A program to provide millions of low-cost laptops to students in poor countries is set to start production in September even as commercial competitors prepare to offer even cheaper models.
The idea from Nicholas Negroponte, a co-founder of the Massachusetts Institute of Technology (MIT) Media Laboratory, who proposed the project at the World Economic Forum in Davos two years ago, has moved closer to fruition.
Negroponte sees the computers, to be sold in bulk to governments of certain countries, as a linchpin of education and development.
The non-profit organization he formed -- One Laptop Per Child (OLPC) -- attracted support of leading businesses and institutions and will start production later this year, Michail Bletsas, chief connectivity officer at OLPC, told AFP.
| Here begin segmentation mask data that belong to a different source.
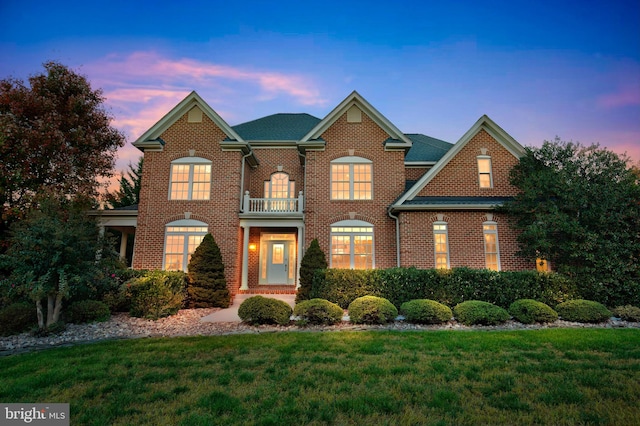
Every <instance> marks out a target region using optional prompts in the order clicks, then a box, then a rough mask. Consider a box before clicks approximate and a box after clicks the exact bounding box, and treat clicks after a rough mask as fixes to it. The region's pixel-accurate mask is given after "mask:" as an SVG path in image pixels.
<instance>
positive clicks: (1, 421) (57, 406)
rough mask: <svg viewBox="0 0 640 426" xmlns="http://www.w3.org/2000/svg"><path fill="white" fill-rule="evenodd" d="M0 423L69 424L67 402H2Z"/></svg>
mask: <svg viewBox="0 0 640 426" xmlns="http://www.w3.org/2000/svg"><path fill="white" fill-rule="evenodd" d="M0 424H2V425H25V424H33V425H38V426H45V425H46V426H49V425H51V426H69V404H21V403H17V404H2V403H0Z"/></svg>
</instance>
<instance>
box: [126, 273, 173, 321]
mask: <svg viewBox="0 0 640 426" xmlns="http://www.w3.org/2000/svg"><path fill="white" fill-rule="evenodd" d="M127 291H128V293H129V294H130V297H131V309H130V311H129V313H130V314H131V316H134V317H142V318H149V319H154V320H156V319H158V318H162V317H166V316H169V315H173V314H175V313H176V312H178V311H179V310H180V308H181V307H182V302H183V300H184V296H185V274H184V273H183V272H170V271H151V272H148V273H147V274H146V275H144V276H143V277H140V278H134V279H132V280H131V281H129V282H128V283H127Z"/></svg>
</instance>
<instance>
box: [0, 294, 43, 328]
mask: <svg viewBox="0 0 640 426" xmlns="http://www.w3.org/2000/svg"><path fill="white" fill-rule="evenodd" d="M37 323H38V316H37V314H36V307H35V304H34V303H27V302H19V303H12V304H11V305H9V306H7V307H5V308H3V309H0V336H9V335H11V334H18V333H22V332H23V331H25V330H28V329H29V328H31V327H33V326H34V325H36V324H37Z"/></svg>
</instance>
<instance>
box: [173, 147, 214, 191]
mask: <svg viewBox="0 0 640 426" xmlns="http://www.w3.org/2000/svg"><path fill="white" fill-rule="evenodd" d="M210 195H211V161H209V160H207V159H206V158H200V157H184V158H179V159H177V160H174V161H172V162H171V179H170V182H169V199H170V200H208V199H209V198H210Z"/></svg>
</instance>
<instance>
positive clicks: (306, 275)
mask: <svg viewBox="0 0 640 426" xmlns="http://www.w3.org/2000/svg"><path fill="white" fill-rule="evenodd" d="M326 268H327V258H326V256H325V255H324V252H323V251H322V249H321V248H320V244H319V243H318V239H317V238H315V239H314V240H313V241H311V244H310V245H309V248H308V249H307V251H306V252H305V253H304V256H303V257H302V261H301V262H300V287H299V288H298V293H297V294H296V303H298V302H301V301H303V300H308V299H309V296H310V294H311V284H312V282H313V274H314V273H315V271H316V270H317V269H326Z"/></svg>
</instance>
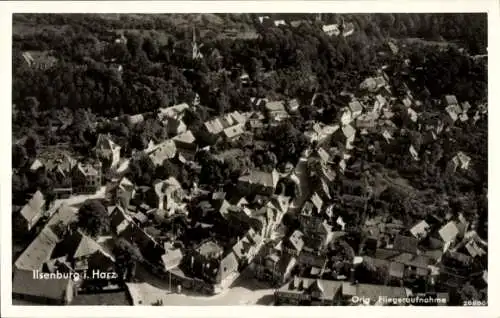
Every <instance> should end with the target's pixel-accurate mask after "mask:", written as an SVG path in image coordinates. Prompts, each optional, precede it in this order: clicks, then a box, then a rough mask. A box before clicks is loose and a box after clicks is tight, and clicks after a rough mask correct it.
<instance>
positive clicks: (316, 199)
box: [311, 192, 323, 212]
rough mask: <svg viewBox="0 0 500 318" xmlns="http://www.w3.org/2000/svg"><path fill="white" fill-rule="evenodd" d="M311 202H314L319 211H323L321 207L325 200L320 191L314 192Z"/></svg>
mask: <svg viewBox="0 0 500 318" xmlns="http://www.w3.org/2000/svg"><path fill="white" fill-rule="evenodd" d="M311 202H312V203H313V205H314V207H315V208H316V209H317V211H318V212H321V208H322V207H323V200H322V199H321V197H320V196H319V195H318V193H316V192H315V193H314V194H313V195H312V196H311Z"/></svg>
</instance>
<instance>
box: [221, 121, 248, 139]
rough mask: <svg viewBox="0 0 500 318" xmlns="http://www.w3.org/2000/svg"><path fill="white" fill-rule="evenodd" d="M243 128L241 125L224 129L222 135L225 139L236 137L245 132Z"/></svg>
mask: <svg viewBox="0 0 500 318" xmlns="http://www.w3.org/2000/svg"><path fill="white" fill-rule="evenodd" d="M243 127H244V126H243V125H242V124H236V125H234V126H231V127H227V128H226V129H224V135H225V136H226V137H227V138H234V137H237V136H239V135H241V134H243V133H244V132H245V131H244V129H243Z"/></svg>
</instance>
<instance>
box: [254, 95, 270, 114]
mask: <svg viewBox="0 0 500 318" xmlns="http://www.w3.org/2000/svg"><path fill="white" fill-rule="evenodd" d="M268 102H269V100H268V99H267V98H258V97H250V104H252V106H253V107H252V109H255V110H257V111H259V110H261V109H263V108H265V105H266V103H268ZM261 117H262V118H261V119H264V116H261Z"/></svg>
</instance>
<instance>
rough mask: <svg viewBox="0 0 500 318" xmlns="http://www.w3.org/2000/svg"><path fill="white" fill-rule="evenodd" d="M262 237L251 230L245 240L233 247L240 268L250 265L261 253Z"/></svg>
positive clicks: (254, 231)
mask: <svg viewBox="0 0 500 318" xmlns="http://www.w3.org/2000/svg"><path fill="white" fill-rule="evenodd" d="M261 243H262V237H261V236H260V235H259V234H258V233H257V232H256V231H255V230H254V229H253V228H250V229H249V230H248V231H247V233H246V234H245V236H243V238H241V239H239V240H238V242H236V244H235V245H234V246H233V247H232V252H233V253H234V255H235V256H236V258H237V260H238V263H239V265H240V266H245V265H248V264H249V263H250V262H251V261H252V260H253V258H254V257H255V256H256V255H257V253H258V252H259V249H260V247H261Z"/></svg>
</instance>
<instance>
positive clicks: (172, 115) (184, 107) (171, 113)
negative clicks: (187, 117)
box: [159, 103, 189, 117]
mask: <svg viewBox="0 0 500 318" xmlns="http://www.w3.org/2000/svg"><path fill="white" fill-rule="evenodd" d="M188 108H189V105H188V104H186V103H182V104H178V105H174V106H170V107H166V108H160V109H159V115H160V117H163V116H168V117H177V116H178V115H179V114H181V113H183V112H184V111H186V110H187V109H188Z"/></svg>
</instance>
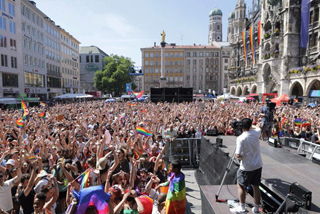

The laptop is being made by the Chinese firm Quanta: the goal is for Quanta to manufacture 40,000 laptops a month beginning in September, then step up production to 400,000 per month by the end of the year.
"OLPC would like to manufacture at least three million units in the first round of production," he said.
But OLPC could not say which countries were planning to order the laptops, spokeswoman Jackie Lustig said.
Volume shipments to developing nations were planned for later this year, she said.
"OLPC is in talks with Argentina, Brazil, Uruguay, Peru, Nigeria, Thailand, Pakistan, Russia, Rwanda and many other countries -- but nothing definite just yet," she said.
The new computers will not carry the symbolic price tag of 100 dollars, at least not right away. The first models will cost 175 dollars and OLPC hopes the price will come down to 100 dollars by 2009.
Negroponte wanted to have an innovative, specifically tailored laptop -- called the XO -- that would be very small, hardy, user-friendly and use the free Linux operating system, not Microsoft's Windows, which dominates the world market.
Sponsors of the project include chip maker AMD; RedHat, which is supplying the operating system; Google, eBay, and NewsCorp.
OLPC dropped plans for the laptop to have a manual charger to cope with any lack of electricity, but has built in several features such as a camera, Bluetooth and Wi-Fi connections, and a one gigabyte of memory.
The association just distributed several hundred of the laptops to students in Nigeria, Thailand and Uruguay with the hope of eventually shipping millions to the countries. However, no orders came.
The sharpest critic of the project is the world's leading chip maker Intel, which has dismissed the XO as a "gadget" and launched a rival commercial product.
Intel's "Classmate," manufactured in Taiwan, costs 285 dollars and the price will drop to 200 dollars at the end of the year, Intel spokeswoman Agnes Kwan told AFP.
Several thousand units have been shipped to Brazil, Mexico and Nigeria, she said, and the target is 100,000 laptops by December. And Pakistan has ordered 700,000 for 2009, she noted.
Aghast at this commercial rivalry, OLPC's Negroponte said recently that "Intel should be ashamed of itself." He accused the US microprocessor giant of selling the laptops below cost to destroy the XO, a charge Intel has denied.
Soon OLPC will have to contend with even more aggressive Indian competitors. The group Novatium just brought out a basic "NetPC" for 80 dollars.
The market for the poor has become so enticing that Microsoft is preparing to launch a scaled-down software bundle of Windows and Office for three dollars for qualifying governments.
A bright spot for OLPC is UNICEF, the UN children's fund, which is putting its education content on all the laptops shipped.
On a sunny spring day in New York last week, two UNICEF officials were outdoors testing several of the small green-and-white laptops.
"If millions of these are in kids' hands, it will be a very good way to develop our info for them and to hear back from kids in the developing world to know what their needs are," said Erica Kochi, a spokeswoman.
UNICEF is sending 94 teens from several countries to Heiligendamm, Germany, on June 1 to use the XOs to prepare proposals to present to the leaders of the Group of Eight leading nations meeting there, she said.
"We are using the XO during the summit because these machines connect between them even if there is no Internet," she explained.